Portanto, os pacientes para os quais este diagnóstico é considerado devem ser submetidos a exame neurológico compatível com seu estado inicial. Detalhes específicos da história e da apresentação podem ajudar a diferenciar o quadro de diagnósticos alternativos.
Sintomas inespecíficos ou achados de exames (por exemplo, tontura isolada, confusão/letargia/encefalopatia), sintomas focais com outras características (por exemplo, dor de cabeça, convulsões) ou novos achados radiológicos (por exemplo, lesão em massa) podem sugerir uma alternativa diagnóstica (Tabela 1). Em casos de incerteza diagnóstica, a sabedoria convencional sugere a realização de um estudo neurovascular para suspeita de AIT para reduzir o risco de um evento recorrente, idealmente com consulta neurológica acelerada.
Fatores | AIT | Simulador do AIT |
Demográficos | Idade avançada | Paciente jovem sem fator de risco vascular |
História médica |
Presença de fatores de risco vasculares (hipertensão arterial, diabetes, doença arterial coronariana, doença arterial periférica, tabagismo, obesidade, hiperlipidemia, fibrilação atrial, acidente vascular cerebral prévio, apneia obstrutiva do sono) |
História de epilepsia, enxaqueca, tumor cerebral |
Sintomatologia | Início abrupto.

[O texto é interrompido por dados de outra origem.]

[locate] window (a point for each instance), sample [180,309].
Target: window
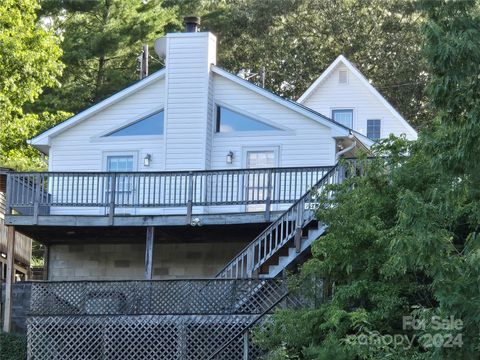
[120,163]
[343,116]
[230,121]
[373,129]
[150,125]
[342,77]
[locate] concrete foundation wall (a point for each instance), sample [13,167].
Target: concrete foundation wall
[126,261]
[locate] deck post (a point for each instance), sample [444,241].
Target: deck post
[8,209]
[190,198]
[7,318]
[245,345]
[149,253]
[268,200]
[36,203]
[46,258]
[113,185]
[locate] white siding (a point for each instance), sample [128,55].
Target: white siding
[189,56]
[81,148]
[330,95]
[304,143]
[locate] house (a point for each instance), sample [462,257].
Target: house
[23,247]
[14,260]
[344,94]
[192,177]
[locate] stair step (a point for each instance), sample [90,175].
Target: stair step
[284,261]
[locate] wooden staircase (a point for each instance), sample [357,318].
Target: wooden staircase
[287,239]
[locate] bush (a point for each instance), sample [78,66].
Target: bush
[13,346]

Sintomas máximos no início. Duração tipicamente <60 min. Sintomas neurológicos localizados/focais correspondentes a um território vascular: disartria/afasia, abatimento facial, hemiparesia, dormência do hemicorpo. Hipertensão na apresentação. |
Os sintomas que se espalham a partir do local de início podem sugerir uma convulsão. Mentalidade alterada. Dor de cabeça. Presença de sinais ou sintomas que sugerem um diagnóstico alternativo (ou seja, fenômenos visuais positivos, atividade semelhante a convulsão, vertigem posicional sem localização/sintomas focais). |
Tabela 1: Fatores sugestivos de AIT versus simulador de AIT. Esta tabela pretende ser um guia para abordar um paciente com sintomas neurológicos e não deve ser o único determinante do diagnóstico final. Fatores específicos do paciente também devem ser considerados.
Avaliação diagnóstica |
> Imagem cerebral
O papel da imagem de fase aguda é descartar diagnósticos alternativos, auxiliar na estratificação de risco e identificar lesões potencialmente sintomáticas.

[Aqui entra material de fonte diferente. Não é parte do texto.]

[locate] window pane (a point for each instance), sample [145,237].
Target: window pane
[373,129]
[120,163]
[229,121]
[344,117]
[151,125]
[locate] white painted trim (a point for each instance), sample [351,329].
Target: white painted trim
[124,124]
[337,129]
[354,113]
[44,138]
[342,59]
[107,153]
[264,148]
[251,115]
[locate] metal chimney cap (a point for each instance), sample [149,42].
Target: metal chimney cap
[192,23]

Uma tomografia computadorizada de crânio sem contraste (NCCT, por sua sigla em inglês) inicial faz parte de muitos protocolos de AVC/AIT devido à sua acessibilidade no ambiente de emergência e é um teste útil para avaliar isquemia subaguda, hemorragia ou traumatismo craniano. No entanto, a NCCT sozinha tem utilidade limitada em pacientes cujos sintomas foram resolvidos. Embora sua sensibilidade para detecção de infarto agudo seja baixa, é útil para descartar simulações de AIT.

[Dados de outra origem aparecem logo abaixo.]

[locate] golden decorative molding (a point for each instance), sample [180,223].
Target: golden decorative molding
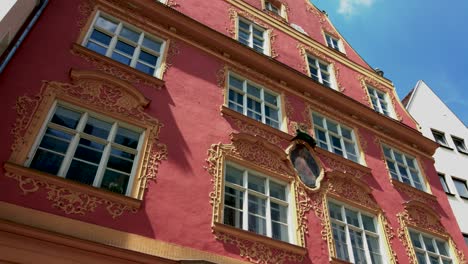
[366,80]
[253,127]
[350,190]
[234,13]
[73,198]
[420,217]
[255,152]
[98,92]
[260,253]
[306,50]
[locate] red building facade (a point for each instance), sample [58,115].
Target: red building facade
[164,132]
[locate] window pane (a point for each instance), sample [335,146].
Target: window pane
[97,128]
[129,34]
[106,24]
[151,44]
[148,58]
[66,117]
[127,138]
[82,172]
[145,68]
[115,182]
[256,183]
[279,213]
[100,37]
[46,161]
[278,191]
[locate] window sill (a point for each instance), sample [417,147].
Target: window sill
[234,114]
[445,147]
[132,74]
[72,185]
[411,191]
[362,168]
[242,234]
[339,261]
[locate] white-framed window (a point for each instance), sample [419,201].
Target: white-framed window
[380,101]
[335,137]
[320,71]
[252,35]
[125,44]
[460,144]
[355,234]
[429,249]
[333,42]
[443,182]
[273,7]
[254,101]
[89,148]
[461,187]
[257,203]
[439,137]
[403,167]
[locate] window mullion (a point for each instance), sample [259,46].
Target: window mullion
[114,40]
[268,209]
[245,206]
[73,145]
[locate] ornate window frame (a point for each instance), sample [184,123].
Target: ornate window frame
[100,93]
[416,215]
[255,153]
[88,11]
[236,14]
[355,192]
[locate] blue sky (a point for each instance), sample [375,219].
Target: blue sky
[410,40]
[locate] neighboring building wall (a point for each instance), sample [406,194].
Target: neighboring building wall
[13,14]
[433,114]
[174,209]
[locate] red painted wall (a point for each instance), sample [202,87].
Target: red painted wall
[176,207]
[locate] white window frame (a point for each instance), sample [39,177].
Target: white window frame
[246,95]
[424,249]
[328,136]
[138,46]
[462,141]
[78,134]
[252,26]
[246,191]
[338,46]
[378,233]
[456,180]
[320,71]
[377,106]
[404,165]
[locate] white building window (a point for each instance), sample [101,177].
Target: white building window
[429,249]
[461,187]
[439,137]
[460,144]
[125,44]
[403,167]
[252,35]
[254,101]
[256,203]
[380,101]
[335,137]
[333,42]
[355,235]
[273,7]
[88,148]
[320,71]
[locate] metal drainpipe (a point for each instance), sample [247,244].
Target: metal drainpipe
[23,35]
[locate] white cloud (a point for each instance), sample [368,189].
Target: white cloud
[349,7]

A ressonância magnética multimodal do cérebro é o método preferido para avaliar o AVC isquêmico agudo e, idealmente, deve ser obtida dentro de 24 horas após o início dos sintomas. Nos casos em que a ressonância magnética com imagem ponderada de difusão (DWI) pode ser obtida sem demora, a NCCT pode ser evitada com segurança em um paciente estável com sintomas totalmente resolvidos.
A ressonância magnética com DWI demonstra lesões em 40% dos pacientes que apresentam sintomas de AIT. Se identificar uma lesão DWI positiva, normalmente se realiza um diagnóstico de acidente vascular cerebral isquêmico, após a hospitalização. No cenário clínico em que não se pode obter uma ressonância magnética aguda para distinguir definitivamente o AIT do acidente vascular cerebral, é razoável fazer um diagnóstico clínico de AIT no serviço de urgências sobre a base de um NCCT negativo e a resolução dos mesmos sintomas dentro das 24 horas.
> Imagens vasculares
A avaliação do AIT requer imagens vasculares adequadas. As imagens não invasivas para detectar estenose carotídea (ou estenose da artéria vertebral para pacientes com sintomas de circulação posterior) devem ser um componente de rotina das imagens de fase aguda. Caso a atenção de pacientes com sintomas neurológicos transitórios e lesões por DWI tenha estenose ou oclusão de grandes artérias extracranianas ou intracranianas.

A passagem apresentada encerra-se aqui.